15/08/257 min read
#performance#tables#react#virtualization

Virtualizing data-heavy tables (200k+ rows) without breaking UX

The first time I tried to render 200,000 rows in a React table, Chrome's memory usage shot past 4GB and the tab crashed. The naive approach—render everything, let the browser handle it—doesn't work at scale. But virtualization isn't just about swapping in a library. It's a set of tradeoffs that affect scrolling, filtering, accessibility, and how your users perceive performance.

This is the playbook I now reach for when a table crosses ~100k rows.

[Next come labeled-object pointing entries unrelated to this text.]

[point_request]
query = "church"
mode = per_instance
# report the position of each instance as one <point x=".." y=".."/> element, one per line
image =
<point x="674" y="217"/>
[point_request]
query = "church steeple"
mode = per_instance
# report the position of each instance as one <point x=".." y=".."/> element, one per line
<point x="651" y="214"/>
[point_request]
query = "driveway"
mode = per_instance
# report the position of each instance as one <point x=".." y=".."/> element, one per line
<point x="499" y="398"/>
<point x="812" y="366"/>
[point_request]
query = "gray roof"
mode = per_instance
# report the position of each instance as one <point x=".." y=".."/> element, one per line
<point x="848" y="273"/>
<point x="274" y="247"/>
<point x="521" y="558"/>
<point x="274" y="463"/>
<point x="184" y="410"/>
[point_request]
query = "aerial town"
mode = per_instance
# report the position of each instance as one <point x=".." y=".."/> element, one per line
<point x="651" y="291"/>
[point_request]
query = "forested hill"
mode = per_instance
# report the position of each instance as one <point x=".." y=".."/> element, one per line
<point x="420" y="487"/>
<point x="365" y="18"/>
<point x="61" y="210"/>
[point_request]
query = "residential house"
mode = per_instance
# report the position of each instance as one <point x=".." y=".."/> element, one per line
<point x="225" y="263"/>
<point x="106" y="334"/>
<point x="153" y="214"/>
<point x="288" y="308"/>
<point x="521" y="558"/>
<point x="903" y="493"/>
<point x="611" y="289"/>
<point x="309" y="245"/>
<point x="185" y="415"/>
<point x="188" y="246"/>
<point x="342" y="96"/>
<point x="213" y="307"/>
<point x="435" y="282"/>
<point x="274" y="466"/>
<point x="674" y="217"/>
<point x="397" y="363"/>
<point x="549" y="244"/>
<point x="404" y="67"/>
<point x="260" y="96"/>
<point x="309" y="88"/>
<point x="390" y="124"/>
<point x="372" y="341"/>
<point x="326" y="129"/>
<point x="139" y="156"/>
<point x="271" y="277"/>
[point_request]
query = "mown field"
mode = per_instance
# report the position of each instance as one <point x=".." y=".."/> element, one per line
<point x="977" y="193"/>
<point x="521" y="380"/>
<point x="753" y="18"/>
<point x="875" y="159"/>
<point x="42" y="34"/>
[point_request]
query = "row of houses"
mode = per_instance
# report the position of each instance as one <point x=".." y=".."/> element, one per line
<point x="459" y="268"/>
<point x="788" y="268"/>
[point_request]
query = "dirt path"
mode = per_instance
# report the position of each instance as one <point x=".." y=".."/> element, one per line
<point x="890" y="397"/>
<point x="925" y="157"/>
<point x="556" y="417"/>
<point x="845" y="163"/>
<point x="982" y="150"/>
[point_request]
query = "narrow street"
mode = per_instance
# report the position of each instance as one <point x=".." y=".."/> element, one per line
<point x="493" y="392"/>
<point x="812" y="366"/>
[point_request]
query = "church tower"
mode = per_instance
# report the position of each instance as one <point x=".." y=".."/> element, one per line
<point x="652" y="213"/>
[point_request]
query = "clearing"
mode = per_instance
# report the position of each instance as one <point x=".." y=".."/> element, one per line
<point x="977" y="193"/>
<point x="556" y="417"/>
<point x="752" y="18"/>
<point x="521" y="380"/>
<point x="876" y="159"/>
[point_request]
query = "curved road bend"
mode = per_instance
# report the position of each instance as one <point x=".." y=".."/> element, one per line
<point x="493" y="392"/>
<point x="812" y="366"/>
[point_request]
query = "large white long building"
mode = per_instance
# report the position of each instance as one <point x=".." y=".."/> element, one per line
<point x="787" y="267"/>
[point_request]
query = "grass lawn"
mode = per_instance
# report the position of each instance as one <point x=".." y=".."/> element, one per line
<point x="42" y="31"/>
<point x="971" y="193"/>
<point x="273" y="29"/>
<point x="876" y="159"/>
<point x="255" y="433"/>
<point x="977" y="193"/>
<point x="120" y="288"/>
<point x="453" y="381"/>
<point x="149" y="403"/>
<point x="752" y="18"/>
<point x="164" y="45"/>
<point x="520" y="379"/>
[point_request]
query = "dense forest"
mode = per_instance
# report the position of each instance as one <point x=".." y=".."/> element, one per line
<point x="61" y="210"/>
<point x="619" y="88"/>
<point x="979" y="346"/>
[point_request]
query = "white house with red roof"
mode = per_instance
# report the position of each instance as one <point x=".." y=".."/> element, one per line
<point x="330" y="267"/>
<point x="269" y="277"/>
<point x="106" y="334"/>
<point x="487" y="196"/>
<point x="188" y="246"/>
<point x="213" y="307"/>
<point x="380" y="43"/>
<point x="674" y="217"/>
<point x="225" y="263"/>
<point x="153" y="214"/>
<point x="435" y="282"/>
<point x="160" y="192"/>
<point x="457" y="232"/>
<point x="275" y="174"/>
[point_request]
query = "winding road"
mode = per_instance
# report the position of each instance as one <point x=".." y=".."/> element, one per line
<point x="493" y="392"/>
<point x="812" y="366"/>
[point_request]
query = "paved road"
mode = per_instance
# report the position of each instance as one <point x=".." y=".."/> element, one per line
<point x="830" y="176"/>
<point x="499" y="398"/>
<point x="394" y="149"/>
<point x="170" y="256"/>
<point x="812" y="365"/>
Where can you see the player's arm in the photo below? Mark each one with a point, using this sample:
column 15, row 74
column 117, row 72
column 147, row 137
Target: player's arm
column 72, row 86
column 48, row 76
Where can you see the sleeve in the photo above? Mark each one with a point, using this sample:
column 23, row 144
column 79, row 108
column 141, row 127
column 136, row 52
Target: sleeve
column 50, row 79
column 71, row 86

What virtualization actually means

Virtualization is simple in concept: only render what's visible. If your viewport shows 50 rows, render 50 rows (plus a buffer), not 200,000. As the user scrolls, swap rows in and out of the DOM.

In practice, this means:

  • Calculating which rows are visible based on scroll position
  • Maintaining a "window" of rendered rows
  • Keeping total scrollable height accurate so the scrollbar behaves correctly
  • Handling variable row heights (if you have them)

Libraries like react-window, react-virtualized, or @tanstack/react-virtual handle the mechanics. The harder decisions are architectural.

Overscan and row height strategy

Two decisions you'll hit immediately: how much to overscan, and whether rows have fixed or variable height.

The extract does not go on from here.